This month, we launched the Node.js Security Best Practices and the Node.js Threat Model – both are already getting good visibility and feedback.
One of the topics discussed this month was how to treat vulnerabilities reported against experimental features. While no final agreement was reached, for a trial period the project will work to treat them the same as for non-experimental features before possibly re-evaluating later next year. You can check out the GitHub issue here.
Thanks, as always, for the assistance from the Open Source Security Foundation (OpenSSF) Project Alpha-Omega grant to the OpenJS Foundation.
5 HackerOne Reports
2 reports closed as non-applicable, 2 triaged, and 1 closed as resolved.
zlib Vulnerability Fix
The zlib vulnerability fix is now available!
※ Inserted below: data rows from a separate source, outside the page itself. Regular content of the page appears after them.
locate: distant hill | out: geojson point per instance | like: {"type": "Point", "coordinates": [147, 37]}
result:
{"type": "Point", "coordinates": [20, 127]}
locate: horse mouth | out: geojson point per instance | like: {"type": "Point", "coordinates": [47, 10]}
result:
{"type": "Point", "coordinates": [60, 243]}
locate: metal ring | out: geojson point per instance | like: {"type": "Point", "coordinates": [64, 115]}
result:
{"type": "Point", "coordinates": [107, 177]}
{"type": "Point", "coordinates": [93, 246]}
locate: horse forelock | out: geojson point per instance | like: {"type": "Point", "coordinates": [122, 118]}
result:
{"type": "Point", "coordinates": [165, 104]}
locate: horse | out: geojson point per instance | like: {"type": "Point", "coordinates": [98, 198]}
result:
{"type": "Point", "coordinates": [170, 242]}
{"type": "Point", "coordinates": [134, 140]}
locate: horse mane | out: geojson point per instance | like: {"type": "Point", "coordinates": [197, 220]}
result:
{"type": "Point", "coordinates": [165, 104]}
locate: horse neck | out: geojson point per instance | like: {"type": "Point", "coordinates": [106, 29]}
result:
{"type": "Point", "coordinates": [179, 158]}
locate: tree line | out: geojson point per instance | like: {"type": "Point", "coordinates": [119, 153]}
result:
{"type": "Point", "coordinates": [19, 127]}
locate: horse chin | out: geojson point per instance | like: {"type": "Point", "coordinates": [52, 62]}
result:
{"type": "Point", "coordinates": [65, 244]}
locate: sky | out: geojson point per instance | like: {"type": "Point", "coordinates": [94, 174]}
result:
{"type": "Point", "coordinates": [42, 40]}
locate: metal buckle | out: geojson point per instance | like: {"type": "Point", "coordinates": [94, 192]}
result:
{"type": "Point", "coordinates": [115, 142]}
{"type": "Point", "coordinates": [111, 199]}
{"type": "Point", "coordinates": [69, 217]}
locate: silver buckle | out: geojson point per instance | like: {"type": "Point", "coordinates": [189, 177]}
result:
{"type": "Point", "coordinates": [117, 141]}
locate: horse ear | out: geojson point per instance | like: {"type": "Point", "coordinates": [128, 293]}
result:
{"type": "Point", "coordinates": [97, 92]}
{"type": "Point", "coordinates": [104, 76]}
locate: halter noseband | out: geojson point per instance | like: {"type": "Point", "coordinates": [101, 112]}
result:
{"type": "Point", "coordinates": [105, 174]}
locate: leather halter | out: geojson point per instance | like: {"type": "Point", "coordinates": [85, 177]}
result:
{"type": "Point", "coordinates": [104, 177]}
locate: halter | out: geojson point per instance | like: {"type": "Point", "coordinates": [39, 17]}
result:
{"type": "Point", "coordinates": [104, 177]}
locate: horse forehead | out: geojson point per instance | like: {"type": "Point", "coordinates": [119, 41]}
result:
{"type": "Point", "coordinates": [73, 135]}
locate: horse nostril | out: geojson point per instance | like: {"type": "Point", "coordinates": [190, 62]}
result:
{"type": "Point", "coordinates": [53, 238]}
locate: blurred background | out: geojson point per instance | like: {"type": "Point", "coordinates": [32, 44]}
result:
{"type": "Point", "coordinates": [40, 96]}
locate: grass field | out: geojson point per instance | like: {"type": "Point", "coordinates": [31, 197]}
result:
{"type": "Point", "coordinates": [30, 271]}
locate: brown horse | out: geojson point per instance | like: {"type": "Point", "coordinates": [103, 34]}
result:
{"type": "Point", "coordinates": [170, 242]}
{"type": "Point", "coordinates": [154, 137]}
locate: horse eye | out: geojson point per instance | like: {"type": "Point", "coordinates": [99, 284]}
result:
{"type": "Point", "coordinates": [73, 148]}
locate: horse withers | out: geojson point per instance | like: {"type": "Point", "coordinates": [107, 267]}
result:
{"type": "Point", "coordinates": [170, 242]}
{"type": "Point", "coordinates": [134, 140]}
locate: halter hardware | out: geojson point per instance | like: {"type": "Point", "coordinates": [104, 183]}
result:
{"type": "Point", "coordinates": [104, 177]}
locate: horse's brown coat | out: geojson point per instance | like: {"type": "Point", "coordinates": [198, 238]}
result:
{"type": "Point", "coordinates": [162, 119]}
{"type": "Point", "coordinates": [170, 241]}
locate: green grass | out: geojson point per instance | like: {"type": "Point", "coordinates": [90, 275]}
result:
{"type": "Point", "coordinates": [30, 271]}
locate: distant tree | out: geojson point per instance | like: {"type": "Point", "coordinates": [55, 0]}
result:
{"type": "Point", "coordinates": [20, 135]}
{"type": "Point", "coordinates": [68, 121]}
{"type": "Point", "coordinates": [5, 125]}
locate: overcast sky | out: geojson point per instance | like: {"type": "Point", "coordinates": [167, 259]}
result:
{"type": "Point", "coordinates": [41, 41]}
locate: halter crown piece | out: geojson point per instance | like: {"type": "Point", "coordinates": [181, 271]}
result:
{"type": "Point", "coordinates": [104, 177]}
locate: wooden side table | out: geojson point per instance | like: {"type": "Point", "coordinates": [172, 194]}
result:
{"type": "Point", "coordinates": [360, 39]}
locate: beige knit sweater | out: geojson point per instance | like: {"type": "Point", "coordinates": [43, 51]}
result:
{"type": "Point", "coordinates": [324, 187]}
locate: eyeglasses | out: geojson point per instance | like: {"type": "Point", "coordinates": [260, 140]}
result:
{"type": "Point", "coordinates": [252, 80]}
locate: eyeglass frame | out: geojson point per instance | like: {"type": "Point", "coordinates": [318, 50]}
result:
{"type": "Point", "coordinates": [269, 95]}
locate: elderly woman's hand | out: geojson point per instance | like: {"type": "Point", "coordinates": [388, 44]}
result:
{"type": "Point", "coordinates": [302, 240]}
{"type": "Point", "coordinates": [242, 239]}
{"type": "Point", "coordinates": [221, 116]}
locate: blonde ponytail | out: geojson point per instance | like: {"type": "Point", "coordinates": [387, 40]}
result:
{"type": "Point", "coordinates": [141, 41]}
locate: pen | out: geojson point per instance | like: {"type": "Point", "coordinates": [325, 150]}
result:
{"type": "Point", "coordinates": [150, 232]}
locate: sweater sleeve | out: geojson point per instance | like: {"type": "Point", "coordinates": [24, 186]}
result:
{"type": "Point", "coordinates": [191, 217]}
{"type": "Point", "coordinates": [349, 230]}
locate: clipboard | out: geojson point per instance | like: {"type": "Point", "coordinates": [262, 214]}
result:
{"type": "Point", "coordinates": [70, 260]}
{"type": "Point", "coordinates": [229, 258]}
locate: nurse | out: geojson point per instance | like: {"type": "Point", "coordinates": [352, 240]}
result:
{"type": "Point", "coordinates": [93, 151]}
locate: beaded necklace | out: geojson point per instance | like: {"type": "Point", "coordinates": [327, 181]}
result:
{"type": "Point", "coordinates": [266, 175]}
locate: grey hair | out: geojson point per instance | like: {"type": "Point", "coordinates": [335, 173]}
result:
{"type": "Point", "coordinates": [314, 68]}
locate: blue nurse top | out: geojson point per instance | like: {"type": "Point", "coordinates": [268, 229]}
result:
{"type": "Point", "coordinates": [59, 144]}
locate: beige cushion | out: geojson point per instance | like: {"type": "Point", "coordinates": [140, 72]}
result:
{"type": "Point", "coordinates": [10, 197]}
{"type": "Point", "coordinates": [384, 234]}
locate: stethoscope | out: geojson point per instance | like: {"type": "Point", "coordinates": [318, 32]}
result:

It was initially patched in the zlib security release of Oct 13, 2022, and now it’s been fixed. To be clear, this issue does not affect Node.js.
OpenSSL 3.0.7 was released on Nov 1st and fixed the regression caused by 3.0.6. The patch was included in Node.js Security Release available at:
Security and Regular Releases
In November, security releases for Node.js 19, Node.js 18 and Node.js 16 were released. Regular releases came out for Node.js 19 (two) and Node.js 14 (one).
Improving Security Processes
The Threat Model makes it more clear what needs to be reported. However, despite the drop in false positives, it’s still too early to draw conclusions. We will monitor this moving forward and plan to iterate as we get feedback and experience applying it to reports. We would like to share the Threat Model more broadly so that researchers can have a better understanding of what we consider a threat as well as getting their feedback.
Year in Review
We’ve been working hard, and we are proud of what was completed in 2022! Here’s a partial list:
- Node.js Security Working Group reactivated with growing participation. Feel free to join!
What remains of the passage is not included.